Recomendações e medidas de proteção
Para reduzir os riscos, especialistas em CTI (Cyber Threat Intelligence, área dedicada à coleta e análise de informações sobre ameaças digitais) recomendam algumas dicas que podem ajudar nesse período, mas que também se aplicam a outras épocas do ano.
- Verifique sempre os canais oficiais: a declaração deve ser feita apenas pelos canais oficiais da Receita Federal do Brasil e plataformas reconhecidas.
- Desconfie do excesso de urgência: mensagens como "último dia", "regularize agora", "bloqueio iminente" ou "sua restituição está presa" são gatilhos clássicos de fraude.
- Nunca compartilhe suas credenciais: senhas do gov.br, tokens bancários e códigos de autenticação não devem ser enviados a terceiros, em nenhuma circunstância.
- Analise perfis e sites com atenção: verifique o tempo de criação da conta, o número real de seguidores, avaliações externas, o domínio do site, erros gramaticais e promessas exageradas.
- Use autenticação em duas etapas: ative a autenticação multifator (MFA), que exige mais de uma forma de verificação para acessar uma conta, em e-mails, redes sociais, bancos e plataformas governamentais.
- Mantenha dispositivos atualizados: sistema operacional, navegador e antivírus atualizados reduzem a exposição a malwares.
- Consulte um contador legítimo: se precisar de ajuda, procure um profissional registrado e de preferência bem recomendado.

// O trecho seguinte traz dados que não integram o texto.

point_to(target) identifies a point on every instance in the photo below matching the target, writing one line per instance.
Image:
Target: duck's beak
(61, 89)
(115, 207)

Mesmo com tecnologias avançadas de defesa, o elo mais explorado pelos criminosos continua sendo o próprio usuário. Os golpes atuais dependem menos de falhas técnicas e mais de manipulação comportamental, o que torna o período de declaração do Imposto de Renda uma janela previsível e altamente lucrativa para criminosos digitais. A sofisticação dos golpes mostra que eles já não estão improvisando; estão montando estruturas mais organizadas, com identidade visual, linguagem profissional e canais de atendimento que imitam serviços legítimos com precisão cada vez maior. A principal defesa contra esse cenário continua sendo a combinação entre atenção, verificação de origem e uso exclusivo de canais confiáveis. Em segurança digital, especialmente em épocas sensíveis como esta, rapidez sem validação pode custar caro.